Pour 1994, Alison Des Forges avançait en 1999 au moins 500 000 morts, tandis que Marijke Verpoorten estimait en 2005 entre 512 000 et 662 000 Tutsi assassinés. Le recensement publié par le gouvernement rwandais en 2002 dénombrait 1 074 017 victimes toutes catégories confondues, dont 934 218 identifiées. Les écarts viennent des définitions et méthodes démographiques.
Quel rôle la Belgique a-t-elle joué dans les divisions entre Hutu et Tutsi ?
Administrant le Rwanda de 1916 à 1962, la Belgique transforma des appartenances sociales et héréditaires en catégories présentées comme raciales. Elle favorisa d’abord les élites tutsi, institua l’enregistrement ethnique et les cartes d’identité en 1933-1935, puis soutint des élites hutu à partir de 1959. Cette politique rigidifia les catégories utilisées par les génocidaires en 1994.
Qui a organisé le génocide des Tutsi en 1994 ?
Le gouvernement intérimaire installé le 8 avril 1994, des officiers des Forces armées rwandaises, la Garde présidentielle, des préfets, bourgmestres et les milices Interahamwe et Impuzamugambi organisèrent les massacres. Théoneste Bagosora fut condamné par le TPIR en 2008, peine ramenée à 35 ans en 2011. La RTLM et *Kangura* propagèrent les mots d’ordre génocidaires.
Pourquoi l’ONU n’a-t-elle pas arrêté le génocide au Rwanda ?
La MINUAR commandée par Roméo Dallaire n’avait ni mandat offensif suffisant ni renforts. Le 21 avril 1994, le Conseil de sécurité réduisit même ses effectifs de 2 548 à 270 soldats. Il autorisa 5 500 hommes le 17 mai 1994, mais leur déploiement fut trop lent. En 1998, Kofi Annan reconnut l’échec de l’ONU à prévenir et arrêter le génocide.
La thèse d’un double génocide au Rwanda est-elle établie ?
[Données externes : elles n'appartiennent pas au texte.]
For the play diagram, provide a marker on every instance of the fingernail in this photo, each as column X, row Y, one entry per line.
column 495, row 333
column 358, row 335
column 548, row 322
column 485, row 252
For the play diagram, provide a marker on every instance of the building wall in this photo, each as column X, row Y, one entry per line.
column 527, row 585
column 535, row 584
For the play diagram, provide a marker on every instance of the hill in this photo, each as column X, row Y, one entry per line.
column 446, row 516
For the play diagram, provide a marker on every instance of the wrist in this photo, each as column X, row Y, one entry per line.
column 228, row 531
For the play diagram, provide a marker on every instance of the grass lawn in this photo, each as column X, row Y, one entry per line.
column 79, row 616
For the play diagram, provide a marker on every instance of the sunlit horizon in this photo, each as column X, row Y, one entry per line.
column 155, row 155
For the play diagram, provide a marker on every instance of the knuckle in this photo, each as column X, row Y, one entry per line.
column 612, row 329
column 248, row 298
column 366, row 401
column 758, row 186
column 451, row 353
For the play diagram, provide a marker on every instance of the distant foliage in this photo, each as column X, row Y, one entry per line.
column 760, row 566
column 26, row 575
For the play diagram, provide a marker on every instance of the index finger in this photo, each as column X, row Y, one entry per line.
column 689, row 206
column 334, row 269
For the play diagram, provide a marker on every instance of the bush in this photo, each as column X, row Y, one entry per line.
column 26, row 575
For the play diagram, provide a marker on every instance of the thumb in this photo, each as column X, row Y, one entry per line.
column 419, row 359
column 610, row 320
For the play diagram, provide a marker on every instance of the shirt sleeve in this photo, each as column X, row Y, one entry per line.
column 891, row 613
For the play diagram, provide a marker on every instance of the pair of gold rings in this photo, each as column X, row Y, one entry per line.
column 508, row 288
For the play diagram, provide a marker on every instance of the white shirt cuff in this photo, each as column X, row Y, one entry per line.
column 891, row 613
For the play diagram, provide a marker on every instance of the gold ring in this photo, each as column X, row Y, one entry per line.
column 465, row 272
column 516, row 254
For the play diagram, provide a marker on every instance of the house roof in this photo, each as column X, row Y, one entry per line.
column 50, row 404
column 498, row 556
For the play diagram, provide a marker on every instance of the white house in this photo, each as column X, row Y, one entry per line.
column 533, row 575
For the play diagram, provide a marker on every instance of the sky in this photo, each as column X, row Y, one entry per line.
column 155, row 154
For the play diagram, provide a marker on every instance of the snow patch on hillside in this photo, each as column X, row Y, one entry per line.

Non. Les meurtres de 500 000 à 662 000 Tutsi en 1994 répondent à l’intention documentée de détruire ce groupe. Le FPR a également commis des crimes contre des civils hutu au Rwanda en 1994 et au Congo après 1996 ; ils exigent justice. Mais aucune juridiction internationale n’a établi l’existence d’un second génocide rwandais symétrique.